Articulated objects are ubiquitous in daily life. Our goal is to achieve a high-quality reconstruction, segmentation of independent moving parts, and analysis of articulation. Recent methods analyse two different articulation states and perform per-point part segmentation, optimising per-part articulation using cross-state correspondences, given a priori knowledge of the number of parts. Such assumptions greatly limit their applications and performance. Their robustness is reduced when objects cannot be clearly visible in both states. To address these issues, in this paper, we present a new framework, Articulation in Motion (AiM). We infer part-level decomposition, articulation kinematics, and reconstruct an interactive 3D digital replica from a user-object interaction video and a start-state scan. We propose a dual-Gaussian scene representation that is learned from an initial 3DGS scan of the object and a video that shows the movement of separate parts. It uses motion cues to segment the object into parts and assign articulation joints. Subsequently, a robust, sequential RANSAC is employed to achieve part mobility analysis without any part-level structural priors, which clusters moving primitives into rigid parts and estimates kinematics while automatically determining the number of parts. The proposed approach separates the object into parts, each represented as a 3D Gaussian set, enabling high-quality rendering. Our approach yields higher quality part segmentation than previous methods, without prior knowledge. Extensive experimental analysis on both simple and complex objects validates the effectiveness and strong generalisation ability of our approach. Project page: https://haoai-1997.github.io/AiM/.

Figures (20)

• Figure 1: Left: Prior two-state methods often degrade on the sequences from closed-start to open-end. Right: Results of the proposed AiM, compared to ground truth (GT) geometry.
• Figure 2: Left: DTA and ArtGS fail to recover from an incorrect input number of parts (4 here) and result in over-segmentations; Right: Visual results of DTA and ArtGS with closed-start and open-end states. The static part is gray and the moving part is green.

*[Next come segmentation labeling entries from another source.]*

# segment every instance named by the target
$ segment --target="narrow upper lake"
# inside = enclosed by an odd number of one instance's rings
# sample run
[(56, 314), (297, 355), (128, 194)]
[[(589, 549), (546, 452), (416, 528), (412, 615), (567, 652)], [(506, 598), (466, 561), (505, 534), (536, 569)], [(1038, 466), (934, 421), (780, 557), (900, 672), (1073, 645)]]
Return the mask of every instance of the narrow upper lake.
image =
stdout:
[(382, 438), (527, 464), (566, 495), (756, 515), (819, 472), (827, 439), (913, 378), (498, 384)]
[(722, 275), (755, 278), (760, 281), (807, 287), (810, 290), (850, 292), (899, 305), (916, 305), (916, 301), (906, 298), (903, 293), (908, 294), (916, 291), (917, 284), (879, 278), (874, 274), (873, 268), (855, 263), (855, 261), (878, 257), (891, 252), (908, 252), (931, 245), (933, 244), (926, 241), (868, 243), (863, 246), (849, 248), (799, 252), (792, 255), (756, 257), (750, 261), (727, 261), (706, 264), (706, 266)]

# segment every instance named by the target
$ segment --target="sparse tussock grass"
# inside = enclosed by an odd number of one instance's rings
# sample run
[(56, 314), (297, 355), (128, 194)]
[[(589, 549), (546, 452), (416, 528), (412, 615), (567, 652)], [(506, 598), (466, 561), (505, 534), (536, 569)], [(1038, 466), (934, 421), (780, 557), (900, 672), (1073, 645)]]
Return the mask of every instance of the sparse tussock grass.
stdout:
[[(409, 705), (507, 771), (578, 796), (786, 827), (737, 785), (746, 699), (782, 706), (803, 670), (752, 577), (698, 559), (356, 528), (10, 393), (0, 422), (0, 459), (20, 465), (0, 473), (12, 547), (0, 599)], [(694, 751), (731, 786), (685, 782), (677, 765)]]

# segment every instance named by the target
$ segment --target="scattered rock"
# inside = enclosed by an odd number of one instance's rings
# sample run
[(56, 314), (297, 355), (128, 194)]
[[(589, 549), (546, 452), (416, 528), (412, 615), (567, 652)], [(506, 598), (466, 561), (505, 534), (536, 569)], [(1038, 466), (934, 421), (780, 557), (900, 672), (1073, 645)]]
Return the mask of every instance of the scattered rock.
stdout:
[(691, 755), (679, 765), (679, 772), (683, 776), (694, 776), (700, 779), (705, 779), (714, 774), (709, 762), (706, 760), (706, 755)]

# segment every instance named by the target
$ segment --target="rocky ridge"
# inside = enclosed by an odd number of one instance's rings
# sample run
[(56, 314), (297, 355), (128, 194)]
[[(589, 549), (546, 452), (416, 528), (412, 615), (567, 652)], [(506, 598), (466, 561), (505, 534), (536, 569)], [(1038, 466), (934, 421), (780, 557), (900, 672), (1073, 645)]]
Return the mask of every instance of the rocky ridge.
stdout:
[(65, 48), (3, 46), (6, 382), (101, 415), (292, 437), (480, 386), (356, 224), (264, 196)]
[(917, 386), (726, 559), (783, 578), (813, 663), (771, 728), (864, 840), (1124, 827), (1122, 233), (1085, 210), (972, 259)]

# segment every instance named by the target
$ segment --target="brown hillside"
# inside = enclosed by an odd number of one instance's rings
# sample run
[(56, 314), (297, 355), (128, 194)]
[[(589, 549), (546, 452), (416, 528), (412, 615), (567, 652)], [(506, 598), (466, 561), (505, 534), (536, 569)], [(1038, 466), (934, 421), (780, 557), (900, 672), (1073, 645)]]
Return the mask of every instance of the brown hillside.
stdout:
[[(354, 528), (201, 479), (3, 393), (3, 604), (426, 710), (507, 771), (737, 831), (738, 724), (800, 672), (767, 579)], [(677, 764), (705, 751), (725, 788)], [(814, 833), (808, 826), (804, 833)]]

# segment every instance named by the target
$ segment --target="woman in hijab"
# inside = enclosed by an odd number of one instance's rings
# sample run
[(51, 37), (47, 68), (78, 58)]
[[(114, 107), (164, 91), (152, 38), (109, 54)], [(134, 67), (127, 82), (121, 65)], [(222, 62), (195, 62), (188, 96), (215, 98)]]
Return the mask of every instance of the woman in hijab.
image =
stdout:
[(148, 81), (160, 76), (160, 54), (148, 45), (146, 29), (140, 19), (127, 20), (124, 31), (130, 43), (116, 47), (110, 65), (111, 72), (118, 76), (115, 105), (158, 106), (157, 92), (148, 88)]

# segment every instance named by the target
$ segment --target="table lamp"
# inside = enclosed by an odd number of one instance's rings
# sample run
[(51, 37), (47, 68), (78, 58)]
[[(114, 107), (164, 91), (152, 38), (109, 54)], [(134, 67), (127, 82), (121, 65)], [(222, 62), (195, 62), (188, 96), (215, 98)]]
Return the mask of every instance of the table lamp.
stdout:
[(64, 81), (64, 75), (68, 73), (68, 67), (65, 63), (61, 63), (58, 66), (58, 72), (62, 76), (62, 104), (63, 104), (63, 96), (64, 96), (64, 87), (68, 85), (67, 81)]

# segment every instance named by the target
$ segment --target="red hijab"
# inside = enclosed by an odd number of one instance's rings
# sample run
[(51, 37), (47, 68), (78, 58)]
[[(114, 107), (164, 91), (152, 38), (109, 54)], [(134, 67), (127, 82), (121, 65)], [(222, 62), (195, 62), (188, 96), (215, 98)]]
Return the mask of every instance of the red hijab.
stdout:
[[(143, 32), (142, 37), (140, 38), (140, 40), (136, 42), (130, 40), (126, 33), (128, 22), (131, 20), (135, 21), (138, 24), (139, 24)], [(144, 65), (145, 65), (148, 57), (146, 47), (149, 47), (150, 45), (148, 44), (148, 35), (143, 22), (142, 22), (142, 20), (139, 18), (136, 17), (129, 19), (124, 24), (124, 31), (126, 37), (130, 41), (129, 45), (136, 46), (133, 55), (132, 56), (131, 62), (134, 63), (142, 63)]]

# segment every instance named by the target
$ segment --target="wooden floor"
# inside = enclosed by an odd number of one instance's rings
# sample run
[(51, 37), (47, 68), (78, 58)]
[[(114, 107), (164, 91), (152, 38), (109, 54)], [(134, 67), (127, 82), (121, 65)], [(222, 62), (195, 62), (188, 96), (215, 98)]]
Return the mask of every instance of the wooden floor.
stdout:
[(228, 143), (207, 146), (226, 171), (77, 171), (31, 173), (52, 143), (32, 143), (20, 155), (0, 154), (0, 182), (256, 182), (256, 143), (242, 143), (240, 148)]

In contrast, Ours requires no geometric priors and recovers accurate part-level segmentation from the continuous closed-start$\rightarrow$open-end interaction process.
• Figure 3: Overview of the first two stages: I) 3DGS start-state $\{\mathcal{G}^{S}\}$ reconstruction from a multi-view RGB scan. II) A deformable 3DGS $\{\mathcal{G}^{M},t\}$ tracks motion video, while joint optimisation prunes moving components from $\{\mathcal{G}^{S}\}$. Pruned static Gaussian set $\{\mathcal{G}^{S}_{p}\}$ encodes the static base. An SDMD module handles newly revealed but static Gaussians. Together, these yield two separated Gaussian sets ($\{\mathcal{G}^{S}_{p}\}$ and $\{\mathcal{G}^{M},t\}$) for the articulation analysis (Fig. \ref{['fig:framework_s3']}).
• Figure 4: Renderings of the start (left), and end (middle) states. Without SDMD detection, some newly revealed static parts are wrongly associated with the moving Gaussian set (right).
• Figure 5: Stage III: Motion-based part segmentation and articulation analysis. As the clean $\{\mathcal{G}^{M}, t\}$ provides time-varying trajectories, Sequential RANSAC groups trajectories into rigid parts (multi-part supported) without priors or optimisation, and directly outputs per-part articulation parameters. The green (top) and purple (bottom) points are our predicted moving Gaussians.